Scenarios and Recommended Uses¶
Denodo proposes three workflows when working with a version control system (VCS) on the development environment:
Centralized workflow with shared databases
There is a single Virtual DataPort server and each developer uses its Administration Tool to connect to this Server.
For each project, there is one single database. We recommend having one database per project.
The developers of each project work with the same database.
Distributed workflow
Each developer has a local installation of the Virtual DataPort server and its administration tool. Each local installation is under control of the developer. I.e. the developer is an administrator of that server.
Each developer has a database for each project and they check in and out the changes from the central repository of the organization.
Although all the developers will be administrators on their own Denodo servers, this workflow still requires the figure of the administrator that coordinates changes in global elements.
The section Best Practices to Manage Global Elements (below) explains this in more detail.
Centralized workflow with private databases
There is a single Virtual DataPort server and each developer uses its Administration Tool to connect to this Server.
For each project, there is one central database that is managed by the project manager or the administrator.

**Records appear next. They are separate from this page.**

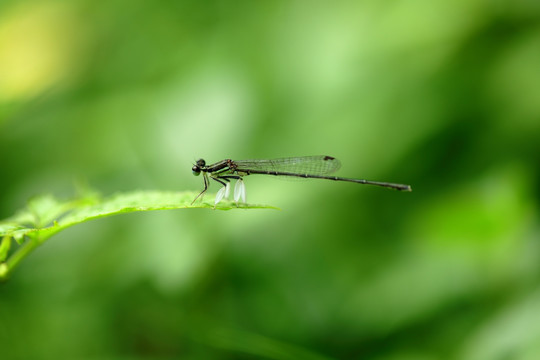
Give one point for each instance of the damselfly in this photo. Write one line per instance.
(310, 167)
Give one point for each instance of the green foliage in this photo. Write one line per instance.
(45, 216)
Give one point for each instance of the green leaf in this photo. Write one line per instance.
(46, 216)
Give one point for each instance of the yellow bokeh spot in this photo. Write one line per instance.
(36, 49)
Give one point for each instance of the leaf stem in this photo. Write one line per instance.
(7, 267)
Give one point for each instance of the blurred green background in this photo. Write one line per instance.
(126, 95)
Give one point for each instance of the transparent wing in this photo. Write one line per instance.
(314, 165)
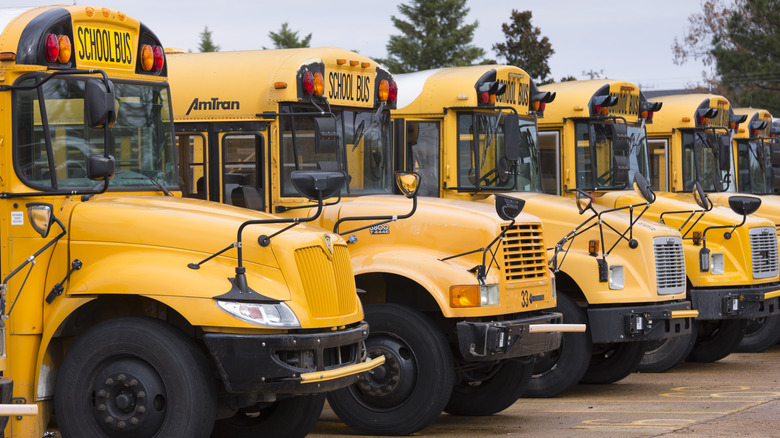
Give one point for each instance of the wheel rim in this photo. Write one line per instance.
(128, 398)
(389, 385)
(546, 362)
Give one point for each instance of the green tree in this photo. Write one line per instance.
(287, 39)
(206, 45)
(525, 47)
(741, 40)
(746, 58)
(434, 36)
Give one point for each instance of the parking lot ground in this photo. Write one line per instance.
(736, 396)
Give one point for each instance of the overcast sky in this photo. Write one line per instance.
(625, 39)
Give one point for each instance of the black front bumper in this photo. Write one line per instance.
(736, 302)
(273, 363)
(496, 340)
(642, 322)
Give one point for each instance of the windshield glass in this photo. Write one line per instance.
(141, 141)
(597, 157)
(482, 163)
(701, 160)
(363, 150)
(753, 166)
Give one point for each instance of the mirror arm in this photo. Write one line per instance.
(29, 260)
(714, 227)
(482, 270)
(385, 219)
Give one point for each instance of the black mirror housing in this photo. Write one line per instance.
(100, 167)
(408, 183)
(326, 137)
(642, 187)
(317, 184)
(512, 137)
(744, 205)
(99, 103)
(701, 197)
(508, 207)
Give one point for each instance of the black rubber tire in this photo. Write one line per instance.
(292, 417)
(612, 362)
(717, 339)
(761, 333)
(134, 367)
(417, 353)
(665, 354)
(494, 394)
(555, 372)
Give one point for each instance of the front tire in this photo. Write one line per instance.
(717, 339)
(500, 388)
(409, 391)
(557, 371)
(288, 418)
(612, 362)
(761, 334)
(665, 354)
(134, 377)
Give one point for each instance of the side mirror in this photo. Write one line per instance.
(408, 183)
(41, 217)
(508, 207)
(326, 137)
(100, 167)
(620, 139)
(584, 201)
(701, 197)
(642, 187)
(512, 137)
(620, 169)
(724, 152)
(317, 185)
(99, 103)
(744, 205)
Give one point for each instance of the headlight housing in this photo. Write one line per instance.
(717, 263)
(616, 277)
(273, 315)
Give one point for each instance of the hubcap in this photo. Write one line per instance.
(393, 382)
(128, 398)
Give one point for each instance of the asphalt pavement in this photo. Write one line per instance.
(736, 396)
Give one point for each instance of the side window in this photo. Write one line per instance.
(192, 165)
(659, 168)
(550, 157)
(422, 152)
(242, 170)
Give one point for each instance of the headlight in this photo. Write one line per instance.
(267, 315)
(474, 295)
(717, 263)
(616, 278)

For each project, the administrator creates a database for each developer of the project and grants each developer the ADMIN privilege (administrator of the database) over that database.
When working on a project, each developer connects to her own database.
After completing a task, the developer must check in the changes to make it available to the other developers.
Picking a VCS Workflow¶
All the workflows we described have advantages and disadvantages, so it is important to determine which one fits better the organization’s development environment.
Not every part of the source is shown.